Life is changing…

Monthly Archives: June 2016

Last night I was attempting to manage both girls while Eric was down for the count with some illness, and I told Aria I was putting Avery to bed and to stay downstairs. She was good at first but managed to find her way onto my lap when Avery and I had reached the storytime part of the routine.

We read a few books then I told her I was going to give Avery her bottle and she needed quiet to settle down. So Aria very reluctantly left, but only managed to go over to our bedroom and I could hear her saying in her highest, most motherly voice, “daddy sick?? Sick daddy?”

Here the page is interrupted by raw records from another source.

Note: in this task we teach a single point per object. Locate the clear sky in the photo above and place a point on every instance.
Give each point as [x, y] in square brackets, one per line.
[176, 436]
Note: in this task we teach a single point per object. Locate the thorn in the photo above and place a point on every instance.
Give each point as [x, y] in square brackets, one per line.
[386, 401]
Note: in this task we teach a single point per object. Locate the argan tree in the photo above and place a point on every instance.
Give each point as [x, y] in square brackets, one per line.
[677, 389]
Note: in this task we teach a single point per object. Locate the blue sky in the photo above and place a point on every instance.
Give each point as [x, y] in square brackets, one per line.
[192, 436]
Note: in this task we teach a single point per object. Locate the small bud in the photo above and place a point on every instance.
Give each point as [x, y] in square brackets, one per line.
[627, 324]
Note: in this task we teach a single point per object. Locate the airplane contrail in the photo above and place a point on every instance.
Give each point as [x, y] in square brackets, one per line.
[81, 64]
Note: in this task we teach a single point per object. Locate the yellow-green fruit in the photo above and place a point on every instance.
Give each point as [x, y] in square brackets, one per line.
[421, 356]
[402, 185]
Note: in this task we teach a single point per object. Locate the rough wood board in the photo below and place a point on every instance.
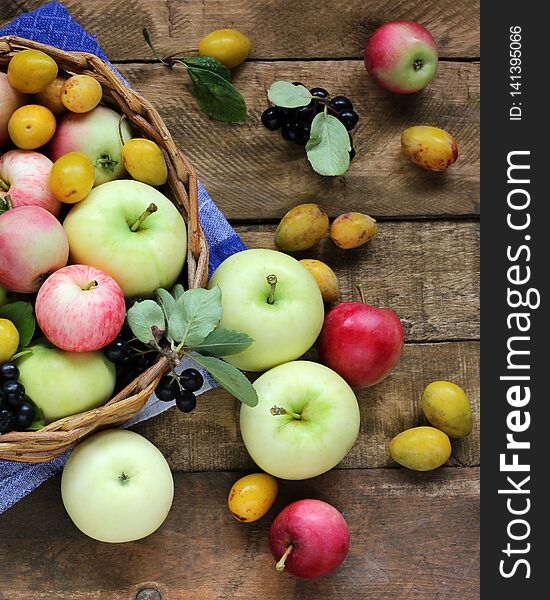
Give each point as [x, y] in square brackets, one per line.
[413, 535]
[252, 172]
[426, 271]
[278, 29]
[209, 439]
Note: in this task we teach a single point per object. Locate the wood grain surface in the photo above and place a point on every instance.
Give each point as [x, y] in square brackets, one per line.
[412, 536]
[278, 29]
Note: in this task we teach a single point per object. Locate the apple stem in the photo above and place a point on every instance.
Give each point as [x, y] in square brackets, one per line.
[280, 566]
[150, 210]
[277, 411]
[272, 280]
[90, 286]
[361, 289]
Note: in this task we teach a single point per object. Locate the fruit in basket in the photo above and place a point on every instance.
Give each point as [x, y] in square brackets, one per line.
[51, 96]
[24, 177]
[31, 126]
[10, 101]
[362, 343]
[72, 177]
[33, 245]
[420, 448]
[65, 383]
[272, 298]
[229, 46]
[96, 134]
[325, 277]
[144, 161]
[306, 420]
[309, 538]
[431, 148]
[117, 486]
[252, 496]
[447, 407]
[80, 308]
[9, 340]
[81, 93]
[31, 71]
[401, 57]
[130, 231]
[301, 228]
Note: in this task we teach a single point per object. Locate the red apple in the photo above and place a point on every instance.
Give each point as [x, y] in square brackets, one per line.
[309, 538]
[401, 57]
[80, 308]
[33, 245]
[10, 101]
[24, 177]
[361, 343]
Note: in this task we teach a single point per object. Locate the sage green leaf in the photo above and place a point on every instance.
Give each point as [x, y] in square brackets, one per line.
[147, 322]
[209, 64]
[328, 146]
[218, 98]
[22, 316]
[223, 342]
[229, 377]
[288, 95]
[166, 301]
[195, 315]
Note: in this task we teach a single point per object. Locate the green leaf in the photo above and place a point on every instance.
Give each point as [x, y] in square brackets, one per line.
[196, 314]
[288, 95]
[21, 315]
[328, 146]
[146, 320]
[209, 64]
[223, 342]
[166, 301]
[229, 378]
[218, 98]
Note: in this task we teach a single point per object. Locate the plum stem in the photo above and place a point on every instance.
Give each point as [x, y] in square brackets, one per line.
[280, 566]
[272, 280]
[277, 411]
[149, 211]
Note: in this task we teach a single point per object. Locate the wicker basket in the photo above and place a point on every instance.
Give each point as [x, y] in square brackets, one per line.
[61, 435]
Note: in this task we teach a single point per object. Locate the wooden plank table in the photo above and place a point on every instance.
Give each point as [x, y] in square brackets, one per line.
[413, 535]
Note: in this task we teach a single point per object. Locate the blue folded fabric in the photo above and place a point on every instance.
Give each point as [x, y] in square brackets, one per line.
[52, 24]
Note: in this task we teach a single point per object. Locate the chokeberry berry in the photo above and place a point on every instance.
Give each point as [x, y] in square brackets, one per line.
[167, 389]
[186, 401]
[271, 118]
[9, 372]
[340, 103]
[191, 380]
[349, 118]
[7, 420]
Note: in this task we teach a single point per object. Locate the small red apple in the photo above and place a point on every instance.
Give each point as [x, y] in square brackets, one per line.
[309, 538]
[362, 343]
[401, 57]
[80, 308]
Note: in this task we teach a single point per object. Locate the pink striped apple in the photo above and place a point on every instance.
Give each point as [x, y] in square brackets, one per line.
[24, 177]
[33, 245]
[80, 308]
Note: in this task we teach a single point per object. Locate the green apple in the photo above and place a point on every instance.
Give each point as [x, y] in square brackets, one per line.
[306, 420]
[283, 318]
[130, 231]
[117, 486]
[65, 383]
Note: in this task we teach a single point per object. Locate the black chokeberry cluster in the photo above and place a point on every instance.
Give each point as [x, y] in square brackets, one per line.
[181, 388]
[16, 409]
[295, 123]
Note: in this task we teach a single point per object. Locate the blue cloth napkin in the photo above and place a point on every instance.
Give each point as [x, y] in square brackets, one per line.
[52, 24]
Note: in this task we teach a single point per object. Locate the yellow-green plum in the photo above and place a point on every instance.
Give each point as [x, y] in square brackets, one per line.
[65, 383]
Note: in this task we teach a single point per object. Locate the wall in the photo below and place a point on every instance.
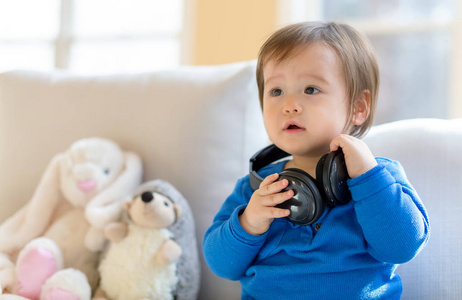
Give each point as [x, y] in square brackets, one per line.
[230, 31]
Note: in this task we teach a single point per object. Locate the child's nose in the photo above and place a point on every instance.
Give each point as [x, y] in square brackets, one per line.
[292, 106]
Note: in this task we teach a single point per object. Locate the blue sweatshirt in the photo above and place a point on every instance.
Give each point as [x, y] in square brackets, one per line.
[351, 252]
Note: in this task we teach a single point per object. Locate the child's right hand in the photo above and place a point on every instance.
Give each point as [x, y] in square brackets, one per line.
[261, 210]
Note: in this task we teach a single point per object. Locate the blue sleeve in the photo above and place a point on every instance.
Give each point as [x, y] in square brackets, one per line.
[228, 249]
[393, 219]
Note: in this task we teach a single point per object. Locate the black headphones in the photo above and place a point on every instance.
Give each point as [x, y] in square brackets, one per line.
[311, 196]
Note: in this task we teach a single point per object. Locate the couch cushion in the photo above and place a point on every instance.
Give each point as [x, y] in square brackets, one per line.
[430, 152]
[195, 127]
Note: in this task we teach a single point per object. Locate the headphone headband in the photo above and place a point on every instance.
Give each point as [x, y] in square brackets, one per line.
[261, 159]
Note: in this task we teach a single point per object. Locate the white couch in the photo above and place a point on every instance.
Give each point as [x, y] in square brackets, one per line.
[196, 127]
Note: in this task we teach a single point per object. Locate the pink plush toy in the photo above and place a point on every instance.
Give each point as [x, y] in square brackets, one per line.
[56, 239]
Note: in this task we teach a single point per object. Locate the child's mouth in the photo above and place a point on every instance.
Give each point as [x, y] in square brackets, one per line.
[293, 128]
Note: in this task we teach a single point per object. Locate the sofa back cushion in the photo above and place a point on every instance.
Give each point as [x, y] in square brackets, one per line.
[430, 152]
[195, 127]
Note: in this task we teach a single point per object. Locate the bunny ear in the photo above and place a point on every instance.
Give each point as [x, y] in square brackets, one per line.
[31, 220]
[107, 206]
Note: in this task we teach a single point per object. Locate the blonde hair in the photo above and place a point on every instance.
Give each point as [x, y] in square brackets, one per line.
[359, 64]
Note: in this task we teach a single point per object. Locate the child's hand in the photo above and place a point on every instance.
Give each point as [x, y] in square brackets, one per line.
[261, 210]
[358, 156]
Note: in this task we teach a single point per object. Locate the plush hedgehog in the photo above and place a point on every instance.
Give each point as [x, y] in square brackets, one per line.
[153, 254]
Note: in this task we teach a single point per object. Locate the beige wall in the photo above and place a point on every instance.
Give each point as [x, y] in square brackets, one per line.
[227, 31]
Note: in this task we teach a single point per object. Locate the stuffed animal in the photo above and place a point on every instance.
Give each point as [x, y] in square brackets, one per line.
[56, 239]
[153, 254]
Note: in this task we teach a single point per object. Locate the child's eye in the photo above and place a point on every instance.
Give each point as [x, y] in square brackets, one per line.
[311, 90]
[276, 92]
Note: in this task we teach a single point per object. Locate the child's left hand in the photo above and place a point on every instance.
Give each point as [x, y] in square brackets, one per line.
[358, 156]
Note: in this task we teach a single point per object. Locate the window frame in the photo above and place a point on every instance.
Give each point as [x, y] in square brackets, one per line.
[289, 12]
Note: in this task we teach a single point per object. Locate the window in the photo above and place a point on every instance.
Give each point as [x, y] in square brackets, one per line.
[91, 37]
[417, 46]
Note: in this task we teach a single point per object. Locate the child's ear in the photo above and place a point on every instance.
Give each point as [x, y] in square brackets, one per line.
[361, 108]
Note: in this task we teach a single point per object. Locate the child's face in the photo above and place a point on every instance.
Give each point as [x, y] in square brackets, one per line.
[305, 103]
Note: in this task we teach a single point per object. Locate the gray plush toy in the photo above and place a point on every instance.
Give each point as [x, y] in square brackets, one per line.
[153, 254]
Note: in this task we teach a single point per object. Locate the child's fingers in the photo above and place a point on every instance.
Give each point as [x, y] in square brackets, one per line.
[275, 199]
[276, 213]
[269, 186]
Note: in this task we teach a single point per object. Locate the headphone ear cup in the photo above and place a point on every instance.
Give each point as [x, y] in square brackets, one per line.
[307, 205]
[334, 179]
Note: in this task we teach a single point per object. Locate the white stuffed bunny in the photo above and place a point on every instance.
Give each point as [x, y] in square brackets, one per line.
[81, 191]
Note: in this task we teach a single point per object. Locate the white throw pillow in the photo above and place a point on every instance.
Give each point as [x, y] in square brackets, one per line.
[195, 127]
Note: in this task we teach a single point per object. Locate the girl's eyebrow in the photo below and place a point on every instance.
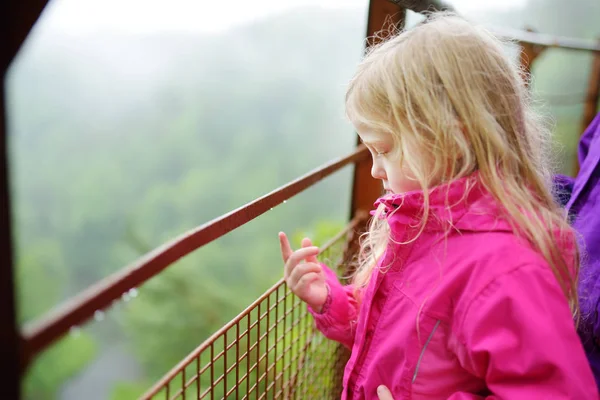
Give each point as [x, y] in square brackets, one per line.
[374, 143]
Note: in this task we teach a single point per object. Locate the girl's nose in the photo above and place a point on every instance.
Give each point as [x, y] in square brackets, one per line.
[377, 171]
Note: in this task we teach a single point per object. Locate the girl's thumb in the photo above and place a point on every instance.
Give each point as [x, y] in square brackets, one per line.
[306, 242]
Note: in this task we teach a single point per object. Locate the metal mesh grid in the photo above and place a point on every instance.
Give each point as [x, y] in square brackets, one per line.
[270, 351]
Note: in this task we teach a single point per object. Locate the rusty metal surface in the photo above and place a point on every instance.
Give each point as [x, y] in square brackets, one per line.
[40, 334]
[271, 350]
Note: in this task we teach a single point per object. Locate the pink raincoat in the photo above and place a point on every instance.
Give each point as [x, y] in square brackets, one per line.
[473, 313]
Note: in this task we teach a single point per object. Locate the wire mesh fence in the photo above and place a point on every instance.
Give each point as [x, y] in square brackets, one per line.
[270, 351]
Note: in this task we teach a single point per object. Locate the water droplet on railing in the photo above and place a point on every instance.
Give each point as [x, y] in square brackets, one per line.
[99, 315]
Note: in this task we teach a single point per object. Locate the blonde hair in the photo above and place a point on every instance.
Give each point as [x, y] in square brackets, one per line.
[455, 103]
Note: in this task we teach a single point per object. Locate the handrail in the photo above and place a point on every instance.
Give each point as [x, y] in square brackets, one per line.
[40, 334]
[356, 221]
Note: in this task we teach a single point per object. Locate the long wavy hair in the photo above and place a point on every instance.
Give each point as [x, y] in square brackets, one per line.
[454, 103]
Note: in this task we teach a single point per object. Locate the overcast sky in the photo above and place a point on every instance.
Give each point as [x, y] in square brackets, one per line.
[141, 16]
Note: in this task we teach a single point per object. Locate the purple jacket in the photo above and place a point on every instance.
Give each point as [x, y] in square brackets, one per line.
[467, 313]
[581, 197]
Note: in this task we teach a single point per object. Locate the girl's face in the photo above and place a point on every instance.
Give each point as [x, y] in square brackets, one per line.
[387, 164]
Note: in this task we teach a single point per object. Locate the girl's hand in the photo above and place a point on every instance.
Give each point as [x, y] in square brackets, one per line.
[305, 279]
[383, 393]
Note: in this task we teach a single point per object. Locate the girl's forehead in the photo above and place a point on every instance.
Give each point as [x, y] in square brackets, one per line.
[372, 136]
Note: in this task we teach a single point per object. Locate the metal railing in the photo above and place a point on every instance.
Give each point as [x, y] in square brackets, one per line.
[271, 350]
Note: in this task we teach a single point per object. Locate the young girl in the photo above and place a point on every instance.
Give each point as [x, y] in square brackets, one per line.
[466, 283]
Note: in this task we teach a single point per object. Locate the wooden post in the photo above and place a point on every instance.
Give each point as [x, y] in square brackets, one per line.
[592, 98]
[529, 52]
[365, 189]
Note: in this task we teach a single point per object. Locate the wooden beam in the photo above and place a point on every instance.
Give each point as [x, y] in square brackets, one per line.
[592, 99]
[421, 6]
[16, 19]
[9, 332]
[540, 39]
[365, 189]
[529, 52]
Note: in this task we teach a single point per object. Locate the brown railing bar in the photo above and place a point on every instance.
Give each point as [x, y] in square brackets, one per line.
[39, 334]
[198, 376]
[237, 356]
[190, 382]
[244, 314]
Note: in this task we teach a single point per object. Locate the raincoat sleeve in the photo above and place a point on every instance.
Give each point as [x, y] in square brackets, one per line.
[518, 335]
[337, 318]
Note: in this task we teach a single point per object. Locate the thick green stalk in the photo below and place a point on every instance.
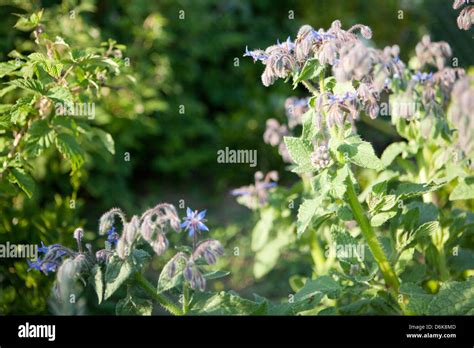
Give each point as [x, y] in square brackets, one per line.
[164, 301]
[185, 298]
[389, 275]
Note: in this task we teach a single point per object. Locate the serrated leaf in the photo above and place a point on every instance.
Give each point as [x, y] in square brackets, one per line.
[299, 150]
[118, 271]
[22, 179]
[60, 94]
[410, 190]
[97, 280]
[8, 67]
[226, 303]
[392, 151]
[132, 305]
[106, 139]
[261, 231]
[267, 257]
[310, 212]
[40, 137]
[463, 190]
[360, 153]
[165, 282]
[317, 288]
[20, 111]
[28, 84]
[70, 149]
[380, 218]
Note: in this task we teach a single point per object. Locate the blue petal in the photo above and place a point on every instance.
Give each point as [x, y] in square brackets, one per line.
[189, 212]
[202, 227]
[202, 214]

I set Avery on the floor and left her lying next to her crib still drinking her bottle (sippy cup). The floor is safer than the chair or changing table now that she rolls, and she freaks out if I put her in her crib before we’re done with the entire bedtime ritual.

I decided to go ahead and start Aria’s bathtime so that would be underway and it would keep her occupied. Once she was in I went back to finish feeding Avery, and the little doll was lying on her side, curled up in a little ball next to the crib, assuming that this must be where she was going to sleep tonight. Granted, her rug is super plush and soft, but still. That made me feel so bad that she thought she was going to sleep there. 😦

Then tonight I had to set her down on her floor again to get her a refill on formula. She was beyond mad because she was still hungry on top of being tired since it was way past her bedtime. So as I was in the bathroom preparing another bottle I was watching her in her room, watching me and squirming and struggling and throwing a full blown tantrum from her belly, up on her elbows.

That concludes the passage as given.